The Federal League folded after 1915, and Allen was sold to the Chicago Cubs. He played 5 games for Chicago, going 1 for 16 at the plate. He then returned to the minors for 1916 and 1917. The Cincinnati Reds bought his contract in 1917, and he was a backup catcher on the major league squad from 1918 to 1920. In 1919, he batted .320 (in 15 games), and the Reds won the National League pennant and World Series.

Allen was traded to the American Association's St. Paul Saints before the 1921 season. He batted .317 in 128 games during his first campaign in St. Paul. He then served as the team's manager from 1924 to 1928, winning one pennant. In mid-1929, he took over as manager for the Tulsa Oilers of the Western League and guided that team to a pennant, as well.
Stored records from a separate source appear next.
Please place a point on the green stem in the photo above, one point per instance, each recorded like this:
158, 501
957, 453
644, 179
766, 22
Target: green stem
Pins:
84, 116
Allen was a manager and scout for various teams in the 1930s. Known as "Roarin' Nick" because of his "umpire baiting" on the field, Allen claimed that his actions were done solely to increase attendance at the ballpark.

Allen was hospitalized in February 1939 for cancer, and he died on October 16, 1939. He is buried at Ninnescah Cemetery in Udall, Kansas.